Diana Darling reflects on a Bali that is fast disappearing. Did you miss the best of it?
If you came to Bali as a young thing in, say, 1976 (or in 1980, as I did), you would have seen things that you can’t capture in a selfie. You would have seen the movement of the invisible. But these days the old holy has become shy.
It used to flash out everywhere – at springs and by dusty roadsides, on stone steps, in magical drawings on cloth. It surged up through trees, bounced on fireflies, and glowed at the bottom of a dirty glass of arak. It danced in public. The Balinese were playful with the holy in those days, with their rough trance and bawdy ritual theatre. Their religion was an unselfconscious, multi-dimensional gorgeousness, which to the Balinese was just ordinary life.
Now modern Balinese are becoming pious, and their religion is becoming a venue of identity politics. For the tourists, it’s wallpaper. The official face of Balinese culture is no longer a farmer but a grotesquely made-up dancer, often dancing for travel agents or guests of the government. The spontaneous magic and natural glamour of art performed for the gods now appears as just another entertainment item, before or after dinner. The ‘sacred’ is now a branding theme, applied to tour packages, spa treatments, cocktails.
Cultural tourism – conceived by prominent Balinese in the 1970s – was a strategy for somehow sharing their culture with tourists without ruining it. In those days, Balinese culture was a rural way of life with a peculiarly spectacular way of engaging with the spirit world. Then, slowly, what a tourist could see of the culture became obscured by the visual noise of new buildings and traffic jams; and the tourism product shifted from ‘culture’ to self-indulgence.
But life is like that: it keeps changing, and it tends to get worse as you grow old. Tourists have been complaining about the ruin of Bali since the 1930s. These days there is a generation of expatriates who remember the 1970s and ‘80s as a time when Bali was still infused with the old holy.

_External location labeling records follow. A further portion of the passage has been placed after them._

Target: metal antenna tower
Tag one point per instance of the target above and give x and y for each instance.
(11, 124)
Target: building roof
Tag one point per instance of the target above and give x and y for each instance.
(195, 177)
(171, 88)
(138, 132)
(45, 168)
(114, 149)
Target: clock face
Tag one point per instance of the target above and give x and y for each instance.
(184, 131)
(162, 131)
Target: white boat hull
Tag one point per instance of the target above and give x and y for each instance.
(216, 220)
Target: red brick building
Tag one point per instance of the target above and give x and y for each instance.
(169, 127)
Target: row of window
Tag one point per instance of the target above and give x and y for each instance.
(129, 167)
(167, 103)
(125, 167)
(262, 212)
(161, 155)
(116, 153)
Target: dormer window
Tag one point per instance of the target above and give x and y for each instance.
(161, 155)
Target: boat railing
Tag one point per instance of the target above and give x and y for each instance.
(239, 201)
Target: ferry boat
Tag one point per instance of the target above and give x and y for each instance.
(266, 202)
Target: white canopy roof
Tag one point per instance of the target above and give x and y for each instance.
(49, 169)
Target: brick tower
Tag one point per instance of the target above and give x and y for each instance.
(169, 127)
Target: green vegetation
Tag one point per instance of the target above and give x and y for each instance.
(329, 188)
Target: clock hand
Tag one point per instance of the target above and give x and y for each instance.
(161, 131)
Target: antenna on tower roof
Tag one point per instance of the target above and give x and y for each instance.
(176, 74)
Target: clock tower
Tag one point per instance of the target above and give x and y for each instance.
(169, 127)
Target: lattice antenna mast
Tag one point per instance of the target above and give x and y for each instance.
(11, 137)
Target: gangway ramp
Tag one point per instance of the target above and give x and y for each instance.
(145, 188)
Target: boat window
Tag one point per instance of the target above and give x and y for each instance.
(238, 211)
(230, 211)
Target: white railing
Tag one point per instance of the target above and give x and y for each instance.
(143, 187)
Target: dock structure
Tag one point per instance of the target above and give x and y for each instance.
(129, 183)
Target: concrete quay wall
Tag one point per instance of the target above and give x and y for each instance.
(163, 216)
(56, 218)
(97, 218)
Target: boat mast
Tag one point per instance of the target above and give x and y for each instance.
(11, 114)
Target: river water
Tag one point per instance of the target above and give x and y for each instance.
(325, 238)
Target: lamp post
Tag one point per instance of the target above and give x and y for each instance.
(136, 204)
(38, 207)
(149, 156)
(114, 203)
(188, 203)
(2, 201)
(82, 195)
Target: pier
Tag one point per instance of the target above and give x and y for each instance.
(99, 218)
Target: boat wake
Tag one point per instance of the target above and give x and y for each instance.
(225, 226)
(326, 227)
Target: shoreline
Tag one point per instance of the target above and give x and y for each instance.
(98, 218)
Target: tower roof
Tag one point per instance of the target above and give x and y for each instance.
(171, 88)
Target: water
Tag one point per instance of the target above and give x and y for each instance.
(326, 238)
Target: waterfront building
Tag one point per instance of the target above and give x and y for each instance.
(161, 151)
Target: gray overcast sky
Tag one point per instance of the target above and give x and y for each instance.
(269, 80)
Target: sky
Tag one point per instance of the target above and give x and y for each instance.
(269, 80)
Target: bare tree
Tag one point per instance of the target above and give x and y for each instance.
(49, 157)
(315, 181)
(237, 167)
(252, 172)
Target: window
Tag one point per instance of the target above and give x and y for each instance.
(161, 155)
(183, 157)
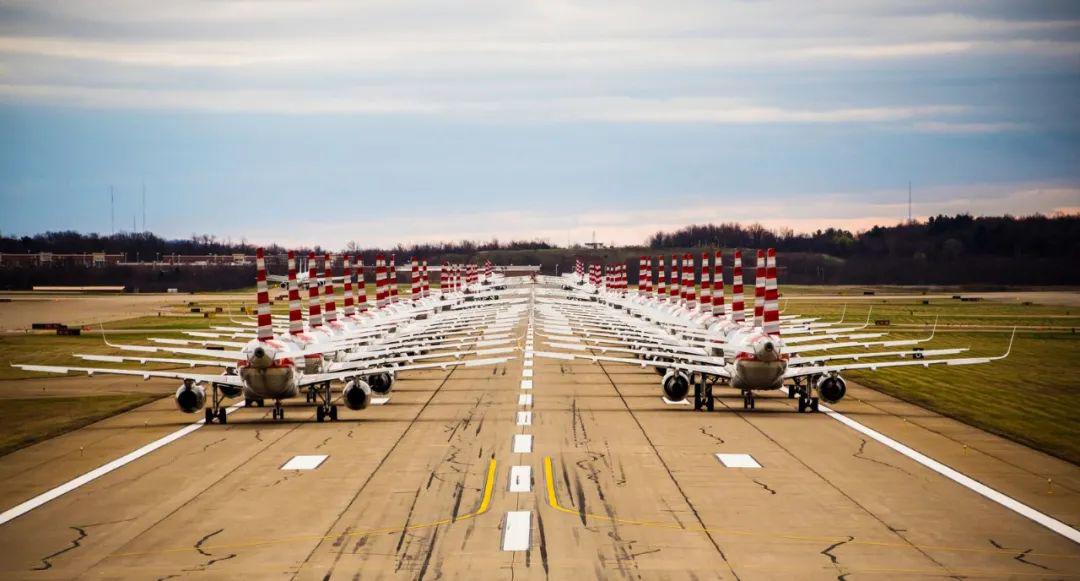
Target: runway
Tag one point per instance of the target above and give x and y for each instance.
(538, 469)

Things looked different then. Before the advent of cement blocks in Bali, people built their houses from what was on hand: stone and bamboo from the river gorge, mud bricks made in the back yard, and tough wild alang-alang grass for the roof. For Balinese, the ‘bathroom’ was the pigpen and the river. For foreigners, the bathroom was under the eaves, with a bin of water filled every day by a girl carrying a bucket on her head from the nearest stream.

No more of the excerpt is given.